NComputing has a really enticing explanation of why you should choose them. According to the NComputing website, “Servers and thin clients cost less to acquire than an army of PCs. Thin clients use less energy, generate a fraction of a PCs fan noise and heat, and greatly reduce the need for hands-on support. Even use existing PCs past their expiration dates via software clients.” A Ganda saying goes, “Bwova kw’ono, odda ku wa ngatto.” – a strong statement to show you that no other option beats this.

But as a technician who has interacted with users of NComputing since 2012, the story is far from rosy. Around 2012, Schools labs in Uganda were furnished with NComputing technology i.e. X550 and U170 to be precise.

First, technical support was not readily available. The official NComputing agents in Uganda (Intelligent Solutions Ltd.) provided support but at exorbitant rates – in dollars to be precise.

Secondly and more annoyingly, NComputing is governed by product life cycles, a policy that seems not to suit the third world. It is even more annoying that this policy is not clearly displayed in or anywhere near the packaging.

When it comes to their vspace software, the inconvenience is even worse. First, you have to register over the internet every time you re-install. This means, much as you paid for the product, it literally isn’t yours. You can only use it when NComputing allows you to.

And that’s not all, the number of times you are allowed to register your gadgets is also limited. But there is some worse news – the software also has an end of life policy and it won’t work beyond specific dates. In fact, at a certain point, registering the software beyond a certain date requires you to incur a cost of 49 USD per server.

What this means is that if you bought their X550 gadget  on the last date (June 30th 2017) you may use it for only up to June 30th 2020 – an ashaming 3 years. Convincing the head of an institution that equipment procured a mere 3 years ago can no longer be used is every Lab Technician’s nightmare.

It is also worth noting that, given the extent of usage, and technical risks in a typical lab environment in a Ugandan school, a perfect lab condition will be maintained if you re-install the Operating System every term especially towards the UNEB examinations.

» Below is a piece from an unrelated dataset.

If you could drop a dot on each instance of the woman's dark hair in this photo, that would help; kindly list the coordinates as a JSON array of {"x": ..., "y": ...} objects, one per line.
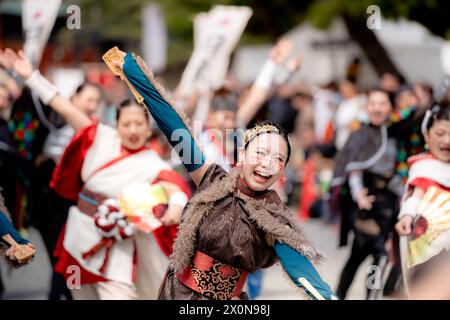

The terms of use of NComputing technology therefore don’t favour its deployment in third world countries since the rate of replacement is not practical for budget constrained institutions. The Government of Uganda, in order to maintain its initiative will have to purchase newer models of NComputing which will also have the same terms and conditions – something I don’t see the government doing.

What you may not even know is that their relatively newer version the M300 will be of no use by the time you choose to switch to it – it will most probably have come to its End of Life cycle. The newer MX series have a ‘toyish’ feel making it less appealing than the previous versions. But still then, of what use will it be to an institution if it will work for a few years before being discarded by the manufacturer.

In fact, of recent, the government has resorted to providing stand alone computers in some school labs – I think after someone took them through the burden of deploying NComputing.

What can NComputing do?
It is a fact that NComputing reserves the right to everything they manufacture and their preferred business model – yes. But I also believe they have the responsibility to create options for the third world economies. Someone should tell NComputing that in Africa, when you buy something, it becomes yours and no one should tell you when to stop using it.